We also use a secondary signal from blinded multi-verifier reviews. Each verifier ranks the candidates, and those verification outcomes serves as an additional quality signal. It's somewhat similar to consensus labeling.

Btw, this also helps manage scale. Eg you have 15 diffs to review. Run a few verifiers to get a short list, then review directly and apply the best.

BugsJustFindMe 48 days ago

It feels pretty weird that your ratings have:

gpt-5-4-high > gpt-5-4-xhigh

gpt-5-4-high > gpt-5-5-high

gpt-5-4 > gpt-5-5

gpt-5-2-high > gpt-5-2-xhigh

No other ratings I've seen show that.

languid-photic 48 days ago

Yes, the signal we are measuring is quite different from most evals.

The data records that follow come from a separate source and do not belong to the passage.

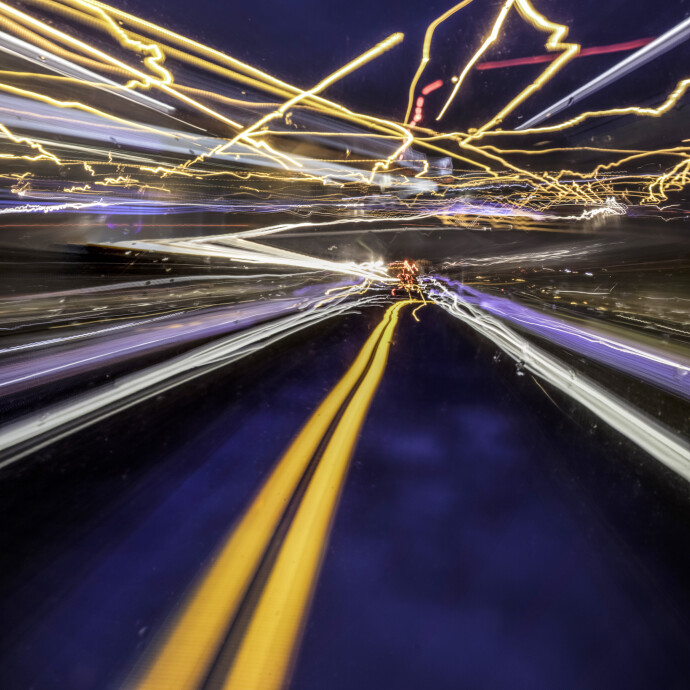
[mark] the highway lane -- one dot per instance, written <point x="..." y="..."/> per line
<point x="484" y="534"/>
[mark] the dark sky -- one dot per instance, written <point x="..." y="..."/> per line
<point x="303" y="41"/>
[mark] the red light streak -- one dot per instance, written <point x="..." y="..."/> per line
<point x="596" y="50"/>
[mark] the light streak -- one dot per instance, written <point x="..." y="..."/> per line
<point x="426" y="48"/>
<point x="189" y="649"/>
<point x="37" y="430"/>
<point x="584" y="52"/>
<point x="650" y="435"/>
<point x="663" y="43"/>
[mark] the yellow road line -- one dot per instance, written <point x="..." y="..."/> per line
<point x="190" y="646"/>
<point x="264" y="657"/>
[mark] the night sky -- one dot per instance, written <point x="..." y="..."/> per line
<point x="303" y="41"/>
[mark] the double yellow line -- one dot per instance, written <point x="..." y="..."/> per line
<point x="192" y="650"/>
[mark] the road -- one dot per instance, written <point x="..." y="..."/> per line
<point x="486" y="531"/>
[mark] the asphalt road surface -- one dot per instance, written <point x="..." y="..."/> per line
<point x="486" y="532"/>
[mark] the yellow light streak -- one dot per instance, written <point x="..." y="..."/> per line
<point x="269" y="645"/>
<point x="191" y="644"/>
<point x="426" y="49"/>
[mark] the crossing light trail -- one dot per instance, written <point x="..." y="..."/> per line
<point x="276" y="548"/>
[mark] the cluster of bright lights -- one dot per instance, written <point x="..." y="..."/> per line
<point x="138" y="130"/>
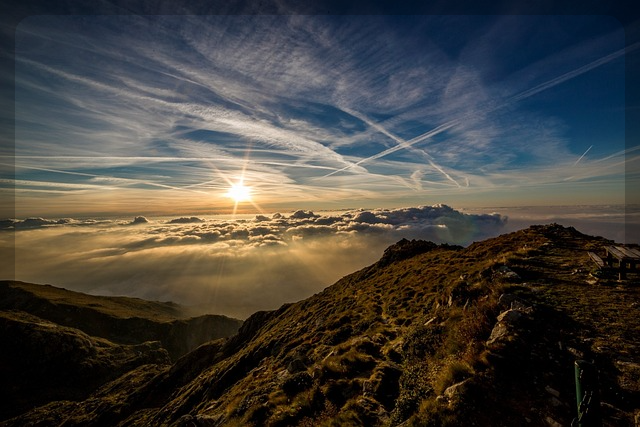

We are measuring sth much closer to: when multiple agents compete on the same spec, which one produces the patch that holds up best in code review?

Most evals are static / synthetic, and for code, generally stop at tests. Test evals are weak proxies for quality since it's difficult to encode qualities like scope creep/churn, codebase fit, maintainability etc in tests. [1]

Almost every agent in a given run can pass tests at this point, but there is large separation during review.

[1] https://voratiq.com/blog/your-workflow-is-the-eval

BugsJustFindMe 48 days ago

Ok, but my point is that the claims you make about more reasoning performing worse seems kinda suspicious and I haven't seen any analysis exploring why that would happen.

languid-photic 47 days ago

My point is more reasoning often leads to worse "scope creep/churn, codebase fit, maintainability".

BugsJustFindMe 47 days ago

I get it, but that is a significant claim. And the claim could be right, but it could also be wrong, and I see no analysis, not even a blog post on your website saying "wow, look at this weird thing we found". To me that makes the claim suspicious because it signals that nobody thought to investigate what's going on. Investigating weird results is how we demonstrate that what we're doing is right.

languid-photic 47 days ago

It’s mostly a bandwidth thing. We’ve seen the pattern consistently, but haven’t had time yet to write up the analysis carefully.

We are not the only ones to see the reasoning inversion.: https://arxiv.org/abs/2510.11977, https://arxiv.org/abs/2502.08235, https://arxiv.org/abs/2507.14417

lukewarm707 48 days ago

would be interesting to see some other labs:

- deepseek v4 pro

- glm 5.1

- kimi k2.6

- qwen 3.6 max

- xiaomi 2.5 pro

- minimax 2.7

- grok

languid-photic 48 days ago

I agree!

So far we have been native harnessmaxxing, which simplifies things a lot.

The configuration space around open models is much larger. Eg which models, capability heterogeneity, which harness, networking, data egress / privacy, etc.

If anyone is getting very good production code out of open models, I'd love to do a user interview to better understand your setup. Email is in my bio.

thepasch 48 days ago

With how much vendor harnesses are now actively steering the agent with their own instructions on top of user prompts, I think it’d be super interesting to see a comparison of one of the already tested models - so Opus 4.7 or GPT-5.5 - across a range of different harnesses that aren’t their native. OpenCode, Pi, Hermes, Kilo Code. The most popular coding-focused harnesses, basically.

languid-photic 48 days ago

Agreed. Harness is really important. Especially since many labs are now post-training agents directly in their native harness.

(Which is why my prior is that third party harnesses would not perform as well. But I haven't actually measured this.)

cyberpunk 48 days ago

OpenCode seems to give me better results than codex-cli, i’d be interested in seeing this too!

motbus3 48 days ago

But what situation seems to good to enable xhigh?